Because I clearly can’t protect him from being thrown over the wall—him or his friend.
But, equally clearly, the boy could protect himself.
“He wanted an assurance that we wouldn’t hurt the other lowlander,” Mikhi went on, “and I gave it, because I thought that’s what you’d do. But he said the other lowlander’s not his friend.”
Vanu nodded.
“I said we hadn’t decided what to do with the other lowlander—we might hold him for ransom, I said, or we might let him go.”
“Sweetheart, we are not in a position to hold people for ransom these days.”
“Oh. I guess not.”
“Does Tirtu know about this yet?”
“I don’t know. I came straight to tell you.”
“Let me wash and put on a shirt, and we will go tell him. He said he forgave the boy, but I do not want to take his goodwill for granted.”
“You always think these things through,” said Mikhi admiringly.
Vanu rolled his eyes. If that flattering portrait were true, he wouldn’t have suffered the betrayal that landed him here in Umtúshta with the gate filled in with rocks.

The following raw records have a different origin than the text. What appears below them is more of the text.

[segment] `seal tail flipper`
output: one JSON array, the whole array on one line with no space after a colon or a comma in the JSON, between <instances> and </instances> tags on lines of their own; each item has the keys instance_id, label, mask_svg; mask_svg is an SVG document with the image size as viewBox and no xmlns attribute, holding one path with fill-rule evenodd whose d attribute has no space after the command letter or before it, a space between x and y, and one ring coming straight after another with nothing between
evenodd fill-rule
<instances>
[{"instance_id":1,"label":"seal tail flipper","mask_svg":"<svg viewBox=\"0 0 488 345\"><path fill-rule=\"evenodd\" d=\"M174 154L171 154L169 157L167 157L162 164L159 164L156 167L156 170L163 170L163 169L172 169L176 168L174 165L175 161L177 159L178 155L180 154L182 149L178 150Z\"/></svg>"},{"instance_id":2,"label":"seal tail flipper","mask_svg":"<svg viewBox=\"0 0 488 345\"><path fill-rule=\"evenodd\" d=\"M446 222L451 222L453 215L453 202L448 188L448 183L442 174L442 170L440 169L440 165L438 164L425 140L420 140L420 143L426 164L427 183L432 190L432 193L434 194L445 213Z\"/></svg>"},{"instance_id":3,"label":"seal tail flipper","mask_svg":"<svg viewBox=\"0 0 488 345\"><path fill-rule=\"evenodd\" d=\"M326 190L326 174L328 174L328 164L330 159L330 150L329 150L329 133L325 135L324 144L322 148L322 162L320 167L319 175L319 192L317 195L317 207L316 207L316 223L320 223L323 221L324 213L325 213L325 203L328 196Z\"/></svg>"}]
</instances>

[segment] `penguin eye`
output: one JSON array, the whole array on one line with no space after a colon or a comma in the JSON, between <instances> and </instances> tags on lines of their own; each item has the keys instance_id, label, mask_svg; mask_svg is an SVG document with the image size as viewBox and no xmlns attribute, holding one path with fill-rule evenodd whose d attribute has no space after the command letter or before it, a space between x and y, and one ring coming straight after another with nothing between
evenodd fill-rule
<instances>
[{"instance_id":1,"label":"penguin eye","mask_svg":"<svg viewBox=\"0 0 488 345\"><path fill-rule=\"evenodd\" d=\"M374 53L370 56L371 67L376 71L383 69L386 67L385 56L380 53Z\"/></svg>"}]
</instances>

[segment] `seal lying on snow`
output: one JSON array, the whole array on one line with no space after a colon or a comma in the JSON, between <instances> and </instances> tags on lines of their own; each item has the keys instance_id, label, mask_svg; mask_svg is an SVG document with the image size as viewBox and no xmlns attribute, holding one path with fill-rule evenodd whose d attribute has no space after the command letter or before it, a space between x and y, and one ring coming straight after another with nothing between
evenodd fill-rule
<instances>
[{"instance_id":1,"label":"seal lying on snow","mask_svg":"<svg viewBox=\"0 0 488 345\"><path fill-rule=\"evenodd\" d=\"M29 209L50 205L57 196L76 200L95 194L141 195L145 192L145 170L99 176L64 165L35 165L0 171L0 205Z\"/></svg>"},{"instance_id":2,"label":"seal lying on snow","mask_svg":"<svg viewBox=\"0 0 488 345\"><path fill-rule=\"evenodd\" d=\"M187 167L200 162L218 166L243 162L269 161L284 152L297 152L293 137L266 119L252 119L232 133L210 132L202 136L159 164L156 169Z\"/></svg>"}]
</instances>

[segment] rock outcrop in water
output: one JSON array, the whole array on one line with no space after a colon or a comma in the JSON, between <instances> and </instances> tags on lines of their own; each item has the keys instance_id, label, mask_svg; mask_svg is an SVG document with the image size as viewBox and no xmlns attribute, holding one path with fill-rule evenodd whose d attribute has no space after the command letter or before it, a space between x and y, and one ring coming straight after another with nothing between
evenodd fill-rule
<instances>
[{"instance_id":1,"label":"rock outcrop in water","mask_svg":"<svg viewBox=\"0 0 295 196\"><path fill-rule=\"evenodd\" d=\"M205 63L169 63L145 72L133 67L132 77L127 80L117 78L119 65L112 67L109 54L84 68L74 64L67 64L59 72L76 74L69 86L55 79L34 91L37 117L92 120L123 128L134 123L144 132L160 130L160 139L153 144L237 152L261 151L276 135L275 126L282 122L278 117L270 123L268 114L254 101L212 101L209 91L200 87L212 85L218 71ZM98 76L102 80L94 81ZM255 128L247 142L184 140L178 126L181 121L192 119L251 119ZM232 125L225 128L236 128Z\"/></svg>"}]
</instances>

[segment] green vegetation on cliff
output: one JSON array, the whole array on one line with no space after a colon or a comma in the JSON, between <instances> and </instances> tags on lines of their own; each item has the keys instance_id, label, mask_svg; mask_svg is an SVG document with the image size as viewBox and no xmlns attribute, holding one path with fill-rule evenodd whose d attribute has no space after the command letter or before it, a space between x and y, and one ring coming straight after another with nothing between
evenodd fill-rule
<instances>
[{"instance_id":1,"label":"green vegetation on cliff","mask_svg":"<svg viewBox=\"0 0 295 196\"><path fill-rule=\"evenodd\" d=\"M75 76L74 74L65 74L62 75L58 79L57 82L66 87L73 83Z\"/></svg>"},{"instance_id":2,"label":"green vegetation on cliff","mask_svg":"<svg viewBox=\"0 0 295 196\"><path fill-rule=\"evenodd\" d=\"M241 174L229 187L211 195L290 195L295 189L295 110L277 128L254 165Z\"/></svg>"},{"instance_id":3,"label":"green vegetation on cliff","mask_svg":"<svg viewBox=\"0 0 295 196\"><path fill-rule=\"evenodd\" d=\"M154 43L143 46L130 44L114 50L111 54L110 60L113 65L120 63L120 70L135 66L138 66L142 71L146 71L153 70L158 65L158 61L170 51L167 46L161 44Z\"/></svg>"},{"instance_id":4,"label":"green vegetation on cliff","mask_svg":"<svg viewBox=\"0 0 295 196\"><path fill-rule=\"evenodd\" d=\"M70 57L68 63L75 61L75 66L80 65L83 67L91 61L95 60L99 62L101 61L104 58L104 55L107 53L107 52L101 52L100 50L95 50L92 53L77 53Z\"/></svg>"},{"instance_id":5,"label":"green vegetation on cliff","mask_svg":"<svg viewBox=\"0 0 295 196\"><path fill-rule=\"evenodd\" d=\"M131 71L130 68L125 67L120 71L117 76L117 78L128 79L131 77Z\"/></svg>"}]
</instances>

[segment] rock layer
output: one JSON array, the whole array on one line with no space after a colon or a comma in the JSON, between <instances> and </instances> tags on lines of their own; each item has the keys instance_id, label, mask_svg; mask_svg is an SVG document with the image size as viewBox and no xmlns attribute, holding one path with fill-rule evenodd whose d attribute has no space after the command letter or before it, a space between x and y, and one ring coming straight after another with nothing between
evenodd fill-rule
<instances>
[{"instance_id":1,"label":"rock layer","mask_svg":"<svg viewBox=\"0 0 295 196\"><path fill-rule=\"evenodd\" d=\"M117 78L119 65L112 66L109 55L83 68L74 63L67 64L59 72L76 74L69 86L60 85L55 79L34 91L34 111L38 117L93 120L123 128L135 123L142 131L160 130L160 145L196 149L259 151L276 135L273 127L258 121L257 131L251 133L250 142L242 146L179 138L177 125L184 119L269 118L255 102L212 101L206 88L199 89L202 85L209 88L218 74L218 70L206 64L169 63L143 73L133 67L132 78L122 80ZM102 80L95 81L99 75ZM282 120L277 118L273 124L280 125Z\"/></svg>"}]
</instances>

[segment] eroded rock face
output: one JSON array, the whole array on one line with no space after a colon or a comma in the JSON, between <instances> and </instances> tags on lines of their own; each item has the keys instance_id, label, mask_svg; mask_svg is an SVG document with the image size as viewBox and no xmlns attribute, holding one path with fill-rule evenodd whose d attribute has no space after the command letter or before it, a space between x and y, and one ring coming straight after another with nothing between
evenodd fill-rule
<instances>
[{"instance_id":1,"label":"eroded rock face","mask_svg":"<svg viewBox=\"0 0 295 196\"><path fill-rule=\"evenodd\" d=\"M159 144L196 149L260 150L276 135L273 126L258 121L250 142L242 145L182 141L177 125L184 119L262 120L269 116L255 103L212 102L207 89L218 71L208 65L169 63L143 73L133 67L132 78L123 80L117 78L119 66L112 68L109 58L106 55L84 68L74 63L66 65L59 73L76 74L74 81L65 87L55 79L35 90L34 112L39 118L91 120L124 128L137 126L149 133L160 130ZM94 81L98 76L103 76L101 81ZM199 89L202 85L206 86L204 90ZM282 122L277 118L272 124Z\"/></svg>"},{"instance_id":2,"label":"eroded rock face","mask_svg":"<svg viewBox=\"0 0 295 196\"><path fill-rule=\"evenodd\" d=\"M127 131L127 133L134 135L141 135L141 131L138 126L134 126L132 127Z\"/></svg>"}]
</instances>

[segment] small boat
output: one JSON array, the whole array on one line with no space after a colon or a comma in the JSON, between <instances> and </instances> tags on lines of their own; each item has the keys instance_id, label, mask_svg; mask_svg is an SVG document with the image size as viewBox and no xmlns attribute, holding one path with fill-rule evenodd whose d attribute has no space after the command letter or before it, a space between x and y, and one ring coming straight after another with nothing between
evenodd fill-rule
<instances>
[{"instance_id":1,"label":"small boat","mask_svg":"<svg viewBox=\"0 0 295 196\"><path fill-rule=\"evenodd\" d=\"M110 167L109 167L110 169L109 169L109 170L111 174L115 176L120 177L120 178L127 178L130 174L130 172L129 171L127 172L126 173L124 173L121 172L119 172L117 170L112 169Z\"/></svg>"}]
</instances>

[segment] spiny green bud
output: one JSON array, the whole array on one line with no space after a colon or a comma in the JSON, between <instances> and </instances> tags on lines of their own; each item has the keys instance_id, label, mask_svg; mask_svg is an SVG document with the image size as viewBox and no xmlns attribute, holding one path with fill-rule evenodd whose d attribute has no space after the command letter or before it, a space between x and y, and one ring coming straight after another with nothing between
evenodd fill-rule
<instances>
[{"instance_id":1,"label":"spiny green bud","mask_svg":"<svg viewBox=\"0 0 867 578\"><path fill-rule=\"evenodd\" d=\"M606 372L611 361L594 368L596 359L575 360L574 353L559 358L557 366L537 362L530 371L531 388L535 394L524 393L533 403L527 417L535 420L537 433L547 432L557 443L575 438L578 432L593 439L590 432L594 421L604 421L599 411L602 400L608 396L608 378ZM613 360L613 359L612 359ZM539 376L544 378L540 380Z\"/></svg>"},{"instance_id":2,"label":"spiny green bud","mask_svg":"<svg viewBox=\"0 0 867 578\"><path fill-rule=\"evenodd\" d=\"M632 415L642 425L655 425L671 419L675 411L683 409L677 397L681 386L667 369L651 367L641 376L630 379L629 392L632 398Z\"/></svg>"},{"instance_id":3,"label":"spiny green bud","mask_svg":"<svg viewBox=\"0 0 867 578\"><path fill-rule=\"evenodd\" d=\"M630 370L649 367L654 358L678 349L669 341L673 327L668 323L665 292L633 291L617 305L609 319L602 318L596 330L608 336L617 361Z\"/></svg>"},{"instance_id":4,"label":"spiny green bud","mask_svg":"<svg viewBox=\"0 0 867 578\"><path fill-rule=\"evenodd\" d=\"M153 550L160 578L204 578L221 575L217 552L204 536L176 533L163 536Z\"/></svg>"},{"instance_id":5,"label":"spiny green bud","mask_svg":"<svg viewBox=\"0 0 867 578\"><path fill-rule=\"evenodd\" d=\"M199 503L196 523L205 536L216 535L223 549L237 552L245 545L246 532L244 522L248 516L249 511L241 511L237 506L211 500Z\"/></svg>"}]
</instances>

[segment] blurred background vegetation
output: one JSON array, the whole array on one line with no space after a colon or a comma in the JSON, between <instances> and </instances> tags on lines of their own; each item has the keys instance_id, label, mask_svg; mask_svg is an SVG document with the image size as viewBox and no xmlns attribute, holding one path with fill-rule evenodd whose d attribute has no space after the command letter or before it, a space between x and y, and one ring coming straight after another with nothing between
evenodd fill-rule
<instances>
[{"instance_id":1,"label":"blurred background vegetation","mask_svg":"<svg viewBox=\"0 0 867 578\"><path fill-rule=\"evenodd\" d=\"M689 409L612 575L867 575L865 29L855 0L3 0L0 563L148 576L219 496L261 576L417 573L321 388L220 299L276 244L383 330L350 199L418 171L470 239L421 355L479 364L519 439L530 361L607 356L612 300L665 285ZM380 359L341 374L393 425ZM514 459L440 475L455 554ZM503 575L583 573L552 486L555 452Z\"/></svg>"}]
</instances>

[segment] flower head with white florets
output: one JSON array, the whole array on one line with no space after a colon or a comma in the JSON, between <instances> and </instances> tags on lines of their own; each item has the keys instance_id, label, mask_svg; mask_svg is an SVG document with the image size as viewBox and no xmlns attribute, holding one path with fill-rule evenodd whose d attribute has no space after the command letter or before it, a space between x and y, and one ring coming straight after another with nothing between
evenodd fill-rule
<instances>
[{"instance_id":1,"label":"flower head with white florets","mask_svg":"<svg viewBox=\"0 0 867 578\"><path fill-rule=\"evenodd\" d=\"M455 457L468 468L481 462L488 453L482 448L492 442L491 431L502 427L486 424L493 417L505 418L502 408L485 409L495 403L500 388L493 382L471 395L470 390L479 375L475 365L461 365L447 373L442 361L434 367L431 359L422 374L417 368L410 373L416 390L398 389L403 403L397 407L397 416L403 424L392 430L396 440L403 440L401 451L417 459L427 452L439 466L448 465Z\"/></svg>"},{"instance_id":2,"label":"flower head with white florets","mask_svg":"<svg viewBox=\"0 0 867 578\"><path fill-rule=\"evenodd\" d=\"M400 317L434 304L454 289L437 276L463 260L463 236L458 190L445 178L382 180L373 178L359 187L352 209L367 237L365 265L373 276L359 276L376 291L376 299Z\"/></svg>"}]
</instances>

He’d learned a lot since then.
“Did you find out his name?” he asked.
“Your bride’s name? No, but Susami and Atari and I have started calling him … ” She hesitated, then made a modified version of the sign for doll. “It was … my idea,” she admitted. “Before I saw him drop out of the tree on Tirtu. Now I think maybe we should call him something else.”
Vanu thought about the boy’s fierce, dark eyes, the way he had twisted in Vanu’s grip and lashed out, the stolen dagger with its ivory handle lying in the dirt.
Idly he made the sign for snake.
“Oooh,” said Mikhi aloud. “That’s perfect.”